Pajak Ekonomi Digital Tembus Rp2,08 Triliun hingga Februari 2026, Ini Rinciannya


 Pajak Ekonomi Digital Tembus Rp2,08 Triliun hingga Februari 2026, Ini Rinciannya Ilustrasi Pertumbuhan Ekonomi Digital (sumber: envato)

JAKARTA, ARAHKITA.COM – Peran ekonomi digital dalam menopang penerimaan negara kian nyata. Hingga 28 Februari 2026, pemerintah berhasil menghimpun pajak dari sektor ini sebesar Rp2,08 triliun.

Angka tersebut berasal dari berbagai lini usaha digital yang kini semakin berkembang di Indonesia. Mulai dari transaksi e-commerce, kripto, hingga layanan pinjaman online, semuanya memberikan kontribusi signifikan terhadap kas negara.PPN PMSE Masih Jadi Andalan

Kontributor terbesar berasal dari pajak pertambahan nilai (PPN) Perdagangan Melalui Sistem Elektronik (PMSE) yang mencapai Rp1,74 triliun. Ini menunjukkan bahwa aktivitas belanja digital masyarakat masih menjadi motor utama ekonomi digital.

Sejak pertama kali diterapkan pada 2020, total penerimaan PPN PMSE sudah menyentuh angka Rp37,40 triliun hingga awal 2026. Saat ini, sebanyak 223 pelaku usaha digital aktif menyetorkan pajak dari total 260 perusahaan yang telah ditunjuk pemerintah.

Menariknya, sepanjang Februari 2026 tidak ada perubahan jumlah pelaku usaha yang ditunjuk sebagai pemungut PPN PMSE. Meski begitu, kinerja penerimaan tetap menunjukkan tren positif.

Kripto dan Pinjol Ikut Menyumbang

Selain PMSE, pajak dari transaksi aset kripto juga mencatatkan kontribusi sebesar Rp84,7 miliar di awal 2026. Secara total, sejak 2022 hingga Januari 2026, pajak kripto telah mencapai Rp1,96 triliun.

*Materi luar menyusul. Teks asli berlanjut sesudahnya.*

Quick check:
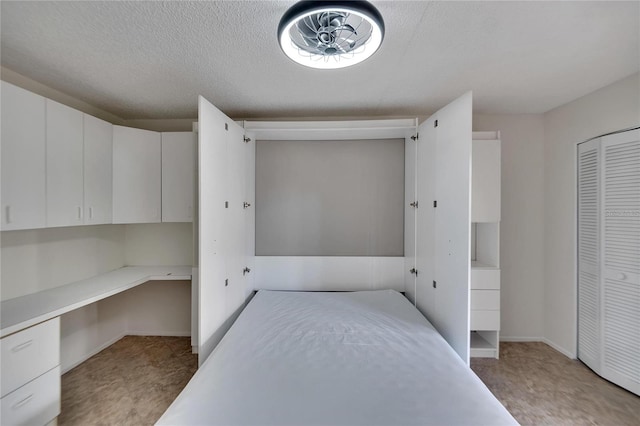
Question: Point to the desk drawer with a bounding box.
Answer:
[471,290,500,311]
[471,268,500,290]
[0,366,60,426]
[0,317,60,397]
[471,311,500,330]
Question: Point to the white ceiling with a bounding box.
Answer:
[1,1,640,119]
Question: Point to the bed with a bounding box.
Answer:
[157,290,517,425]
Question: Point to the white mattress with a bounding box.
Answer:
[158,290,517,425]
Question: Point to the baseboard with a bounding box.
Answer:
[542,339,578,359]
[125,330,191,337]
[61,333,127,374]
[500,336,544,342]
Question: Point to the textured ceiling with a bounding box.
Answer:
[0,1,640,119]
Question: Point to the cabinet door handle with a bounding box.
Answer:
[11,339,33,352]
[11,394,33,409]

Penerimaan ini berasal dari dua sumber utama:

  • Pajak penghasilan (PPh 22) atas transaksi penjualan
  • Pajak pertambahan nilai (PPN) dalam negeri

Sementara itu, sektor pinjaman online (P2P lending) atau teknologi finansial menyumbang Rp233,12 miliar pada awal 2026. Jika ditotal sejak 2022, kontribusi sektor ini bahkan telah mencapai Rp4,64 triliun.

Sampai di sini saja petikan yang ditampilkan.